As the WWF speaker saw it, there are two levels of how to deal with a bear. One is based on how a bear actually behaves, the other is what kind of bear behavior people are willing to tolerate. Local officials are setting the bar at people’s fearful level of tolerance, not at how bears really behave. If this keeps up, the bear is doomed. There were several suggestions on how to deal with regular, non-aggressive bear behavior – which according to WWF, is what M13 demonstrates. Learn to make loud noises to warn bears away, keep all trash safely stowed, etc. The measures taken in many places around the world where bears are commonplace.
Now, I’m not sure what kind of realistic future a bear population of 1 has, but this seems to be a good example of how local politics and media can lead or doom larger policy.

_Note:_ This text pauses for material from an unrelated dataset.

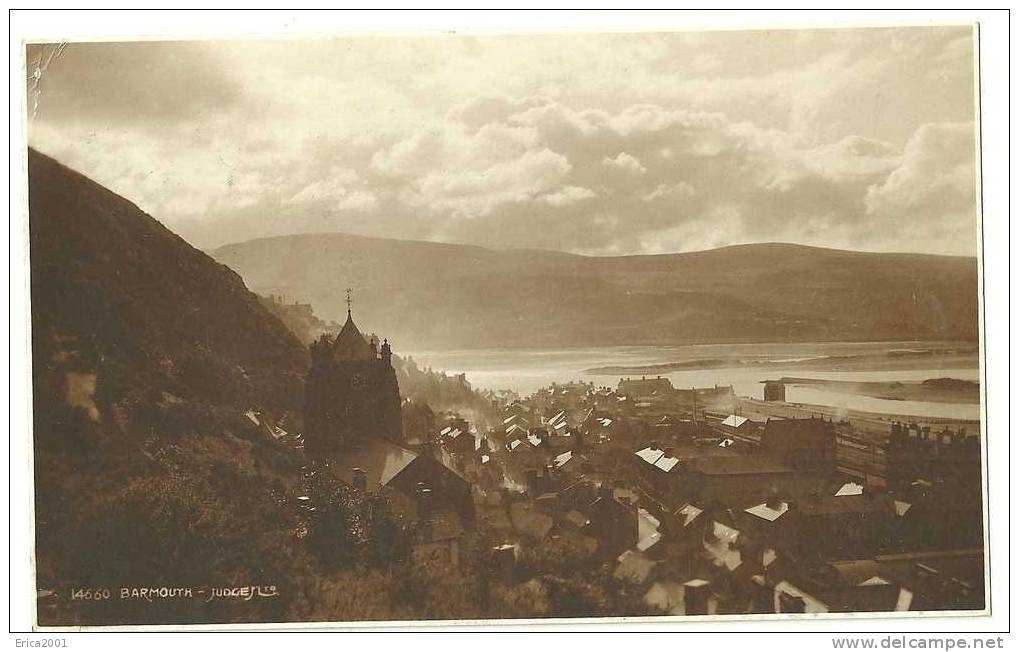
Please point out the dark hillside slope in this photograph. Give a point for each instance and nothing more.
(155, 311)
(146, 356)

Update: Just as I was finishing this post, I got the news* that M13 was shot dead. RIP M13. I’m wondering if the Graubünden cantonal offices – the region in which the bear was located – felt they were avoiding both potential bear-human interaction as well as another season of conflict in the media as well as with federal authorities and environmental agencies. From Swissinfo.ch:
“The WWF issued a statement saying that it was “deeply disappointed” by the fact that the bear had been killed. “It is clear that the shooting came too soon – it would have been much better to have stepped up and continued with the deterrent measures,” said Joanna Schönenberger, bear expert at the nature protection organisation. Initial feedback on Swiss newspaper websites was overwhelmingly hostile to the shooting.”

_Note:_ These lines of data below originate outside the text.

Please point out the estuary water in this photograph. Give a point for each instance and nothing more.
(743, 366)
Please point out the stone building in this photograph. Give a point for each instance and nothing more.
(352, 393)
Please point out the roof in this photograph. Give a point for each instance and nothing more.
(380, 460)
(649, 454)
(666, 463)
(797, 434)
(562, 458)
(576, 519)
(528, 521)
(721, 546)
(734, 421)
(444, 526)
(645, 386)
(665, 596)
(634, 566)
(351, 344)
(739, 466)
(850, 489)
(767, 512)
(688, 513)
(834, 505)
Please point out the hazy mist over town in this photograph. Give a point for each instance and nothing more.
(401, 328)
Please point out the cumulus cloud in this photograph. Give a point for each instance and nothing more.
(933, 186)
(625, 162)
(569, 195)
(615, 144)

The thing about this kind of destruction, whether it’s of a bear or any other species under protection, is that it’s final. For those who saw the bear as a ‘problem’ animal, the problem is now solved.
Feel like complaining about what happened to M13? Send a note to the Graubünden Office of Forestry and Hunting at firstname.lastname@example.org
*Contrary to what the article states, M13 was not one of a few bears in the country, he was the only bear. Bears do occasionally wander up from Italy. Currently, however, there are no other known bears on Swiss territory.